Geographic information system

ArcSDE (Arc Spatial Database Engine) is a server-software sub-system (produced and marketed by Esri) that aims to enable the usage of relational database management systems for spatial data. The spatial data may then be used as part of a geodatabase.

== History ==
Geographic Technologies Incorporated (GTI) in Australia originally designed the database software, named Spatial DataBase Engine (SDBE). Development shifted to Salamanca Software Pvt Ltd., which developed the first production version. SDBE originally used the InterBase DBMS. The president of Esri, Jack Dangermond, announced SDE at the GIS'95 conference in Vancouver, British Columbia, and Esri purchased Salamanca Software in 1996. Esri rebranded the software as "ArcSDE" to follow the naming convention of other products.

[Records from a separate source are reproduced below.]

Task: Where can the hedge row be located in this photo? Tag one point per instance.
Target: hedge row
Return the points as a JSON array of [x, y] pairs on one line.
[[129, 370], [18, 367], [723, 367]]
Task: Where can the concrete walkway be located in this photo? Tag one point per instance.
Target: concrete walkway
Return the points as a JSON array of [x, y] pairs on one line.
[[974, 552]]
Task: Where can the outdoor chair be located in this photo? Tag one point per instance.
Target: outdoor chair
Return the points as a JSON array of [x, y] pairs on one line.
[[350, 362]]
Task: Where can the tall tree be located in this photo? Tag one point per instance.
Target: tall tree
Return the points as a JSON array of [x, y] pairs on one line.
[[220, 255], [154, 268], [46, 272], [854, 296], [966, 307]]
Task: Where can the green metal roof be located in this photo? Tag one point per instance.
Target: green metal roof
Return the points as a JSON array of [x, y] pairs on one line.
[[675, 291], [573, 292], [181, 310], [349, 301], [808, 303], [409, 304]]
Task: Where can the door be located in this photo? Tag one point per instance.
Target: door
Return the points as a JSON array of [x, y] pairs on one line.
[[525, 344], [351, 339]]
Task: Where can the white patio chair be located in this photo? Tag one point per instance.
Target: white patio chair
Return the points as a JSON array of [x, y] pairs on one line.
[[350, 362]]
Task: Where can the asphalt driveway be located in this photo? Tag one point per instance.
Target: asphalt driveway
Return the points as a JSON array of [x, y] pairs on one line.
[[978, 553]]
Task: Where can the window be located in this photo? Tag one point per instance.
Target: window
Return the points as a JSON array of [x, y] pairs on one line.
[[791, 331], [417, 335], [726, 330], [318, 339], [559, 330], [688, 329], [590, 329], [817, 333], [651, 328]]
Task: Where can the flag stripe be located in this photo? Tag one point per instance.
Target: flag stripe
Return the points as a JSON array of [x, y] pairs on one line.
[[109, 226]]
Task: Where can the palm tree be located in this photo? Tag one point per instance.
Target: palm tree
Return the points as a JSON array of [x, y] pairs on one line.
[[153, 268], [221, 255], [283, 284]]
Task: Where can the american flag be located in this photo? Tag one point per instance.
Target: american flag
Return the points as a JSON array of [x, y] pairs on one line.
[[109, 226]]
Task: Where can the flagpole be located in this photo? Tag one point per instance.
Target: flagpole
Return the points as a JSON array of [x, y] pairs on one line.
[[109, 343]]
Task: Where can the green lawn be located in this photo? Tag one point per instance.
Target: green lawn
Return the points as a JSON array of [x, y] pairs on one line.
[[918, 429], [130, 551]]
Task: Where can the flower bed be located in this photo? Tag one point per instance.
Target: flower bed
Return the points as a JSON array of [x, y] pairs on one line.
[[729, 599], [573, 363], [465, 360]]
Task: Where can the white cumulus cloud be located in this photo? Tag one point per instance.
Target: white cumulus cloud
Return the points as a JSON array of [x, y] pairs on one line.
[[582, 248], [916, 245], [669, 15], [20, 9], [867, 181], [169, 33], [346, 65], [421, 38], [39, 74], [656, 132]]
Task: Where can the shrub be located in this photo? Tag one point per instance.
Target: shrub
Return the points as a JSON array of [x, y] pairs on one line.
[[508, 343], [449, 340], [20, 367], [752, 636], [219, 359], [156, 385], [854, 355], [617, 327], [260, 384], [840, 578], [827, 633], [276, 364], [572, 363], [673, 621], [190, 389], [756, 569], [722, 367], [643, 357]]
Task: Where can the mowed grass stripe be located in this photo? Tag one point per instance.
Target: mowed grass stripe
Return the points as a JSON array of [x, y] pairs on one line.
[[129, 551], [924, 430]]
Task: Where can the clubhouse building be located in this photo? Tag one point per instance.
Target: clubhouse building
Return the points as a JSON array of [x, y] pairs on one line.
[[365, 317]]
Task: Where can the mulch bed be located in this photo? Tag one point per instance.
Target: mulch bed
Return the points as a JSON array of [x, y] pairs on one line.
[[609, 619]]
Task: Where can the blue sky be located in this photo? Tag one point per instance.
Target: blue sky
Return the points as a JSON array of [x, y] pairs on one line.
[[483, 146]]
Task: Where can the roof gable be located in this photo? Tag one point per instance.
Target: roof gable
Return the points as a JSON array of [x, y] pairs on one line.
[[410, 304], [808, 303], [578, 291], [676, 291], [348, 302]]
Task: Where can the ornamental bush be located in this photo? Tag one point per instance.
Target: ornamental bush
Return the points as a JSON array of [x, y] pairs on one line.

ArcSDE grew to meet the need of users of geographic data for robust multi-user editing, storage and access of extremely large geospatial databases. ArcSDE supports the Esri geodatabase implementation.

The product began as stand-alone software: Esri integrated it into ArcGIS version 9.2.

In 2013 ESRI announced plans to deprecate the ArcSDE command line tools and the ArcSDE application server following the forthcoming release of ArcGIS 10.2.

=== ArcSDE 10.1 and 10.2 ===

As of June 2012 with the release of 10.1, Esri sells ArcSDE as a component of ArcGIS Server - part of the ArcGIS family of software products which integrates geographic-information query, mapping, spatial analysis, and editing within a multi-user enterprise DBMS environment.

== Functionality ==
ArcSDE enables organizations to move from a traditional approach — managing separate collections of geographic data files — to an integrated environment in which one can manage spatial data as a continuous database: accessible to the entire organization simultaneously and easily publishable on the Web. It stores spatial data using the Geodatabase data model and structure.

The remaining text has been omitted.